An international collaboratory study has also reported that patients who did not fulfill the international criteria of BD had significantly less frequencies of genital aphthosis, skin lesions hypersensitivity, or uveitis and more frequent neurologic manifestations13). In 33% of children who did not fulfill the international criteria of BD had neurologic symptoms, such as benign intracranial hypertension, hemiparesis, encephalopathy, brainstem syndrome, meningitis and cerebellar syndrome while 15% of children with BD had neurologic symptoms.
We described the clinical course of a 9-year-old patient who do not fulfill the diagnostic criteria for BD, but show the typical features of NBD. Hentati et al suggested terms 'probable neuro-Behçet' and 'possible neuro-Behçet' for such cases14). Akman-Demir et al.15) reported neurologic onset before any other symptom of BD was seen in 3% of the cases. Concomitant manifestation of neurologic symptoms with other symptoms of BD was seen in 7.5% of all patients.

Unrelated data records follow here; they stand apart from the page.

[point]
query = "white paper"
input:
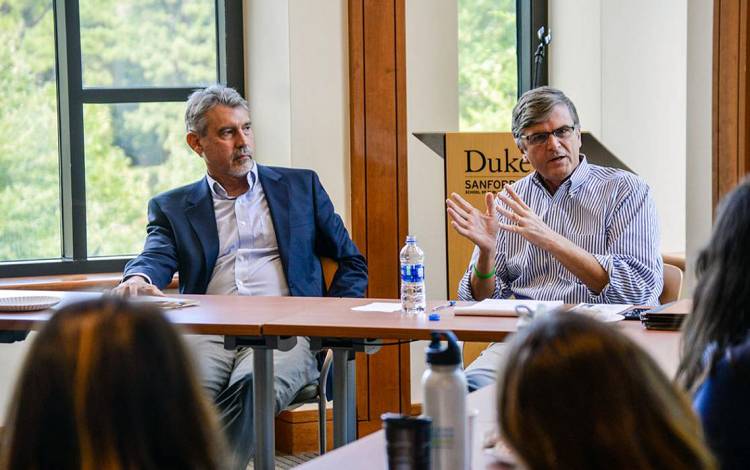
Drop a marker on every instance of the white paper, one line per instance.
(379, 307)
(504, 307)
(164, 302)
(604, 308)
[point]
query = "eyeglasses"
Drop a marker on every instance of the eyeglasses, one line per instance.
(562, 133)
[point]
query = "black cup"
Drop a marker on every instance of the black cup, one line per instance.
(407, 441)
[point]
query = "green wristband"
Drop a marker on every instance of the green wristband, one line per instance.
(482, 275)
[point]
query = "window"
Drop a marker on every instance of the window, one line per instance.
(496, 41)
(91, 121)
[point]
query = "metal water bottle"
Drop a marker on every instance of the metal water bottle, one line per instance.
(412, 277)
(444, 391)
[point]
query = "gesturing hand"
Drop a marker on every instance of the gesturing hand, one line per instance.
(524, 221)
(479, 227)
(136, 285)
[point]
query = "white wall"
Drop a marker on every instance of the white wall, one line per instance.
(638, 82)
(575, 57)
(699, 69)
(297, 79)
(432, 105)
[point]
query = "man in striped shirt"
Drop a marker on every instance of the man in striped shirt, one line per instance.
(569, 231)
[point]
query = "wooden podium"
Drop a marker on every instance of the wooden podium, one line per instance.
(479, 162)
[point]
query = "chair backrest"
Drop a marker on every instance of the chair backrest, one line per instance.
(672, 284)
(329, 266)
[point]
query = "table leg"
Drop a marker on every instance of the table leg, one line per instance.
(344, 398)
(351, 399)
(263, 406)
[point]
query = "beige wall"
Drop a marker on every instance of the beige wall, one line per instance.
(699, 83)
(298, 86)
(432, 105)
(624, 64)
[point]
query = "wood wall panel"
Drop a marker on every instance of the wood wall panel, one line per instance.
(379, 190)
(731, 123)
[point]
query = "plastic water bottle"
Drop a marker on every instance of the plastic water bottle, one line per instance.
(412, 277)
(444, 393)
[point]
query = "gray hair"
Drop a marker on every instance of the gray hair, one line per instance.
(202, 101)
(535, 106)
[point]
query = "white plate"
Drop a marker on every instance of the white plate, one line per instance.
(27, 303)
(603, 316)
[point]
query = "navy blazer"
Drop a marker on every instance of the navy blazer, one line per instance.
(182, 236)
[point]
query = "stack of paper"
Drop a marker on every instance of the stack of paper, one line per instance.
(164, 302)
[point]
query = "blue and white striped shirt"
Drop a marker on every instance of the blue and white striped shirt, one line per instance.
(607, 212)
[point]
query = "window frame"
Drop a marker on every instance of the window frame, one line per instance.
(71, 98)
(530, 16)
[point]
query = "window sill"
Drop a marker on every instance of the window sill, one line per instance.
(98, 281)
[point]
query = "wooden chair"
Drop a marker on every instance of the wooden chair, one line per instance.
(672, 284)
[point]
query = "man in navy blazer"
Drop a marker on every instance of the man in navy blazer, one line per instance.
(243, 229)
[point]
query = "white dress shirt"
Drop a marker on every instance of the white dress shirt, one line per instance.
(248, 262)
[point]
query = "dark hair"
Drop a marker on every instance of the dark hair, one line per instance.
(107, 384)
(535, 106)
(575, 393)
(721, 315)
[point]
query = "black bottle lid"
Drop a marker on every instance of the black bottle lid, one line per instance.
(440, 354)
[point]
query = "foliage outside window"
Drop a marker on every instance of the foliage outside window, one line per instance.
(487, 64)
(133, 149)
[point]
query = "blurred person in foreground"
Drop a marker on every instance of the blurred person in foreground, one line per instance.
(576, 393)
(569, 231)
(715, 350)
(109, 385)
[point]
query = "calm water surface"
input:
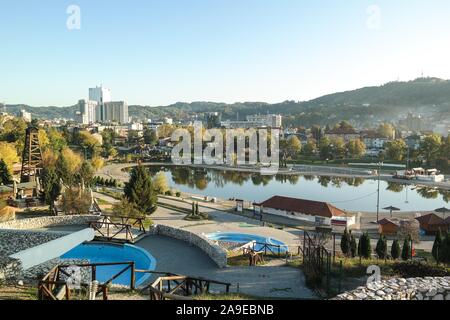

NBD has a remarkable impact on the quality of life and needs to be treated as early as possible. However, because of the insidious nature of the disease, BD is hardly to be diagnosed until it is fully developed. Therefore, specific diagnostic criteria for childhood BD should be established through the consortium of the cases of BD. The brain MRI was indispensable for establishing diagnosis and follow-up.
In conclusion, we should consider the possibility of NBD as the cause of neurologic manifestations developed by minor head trauma in patients who have no alternative diagnosis. In addition we have to fully evaluate the evidence of BD if someone has typical features of NBD on the brain MRI with neurological abnormalities.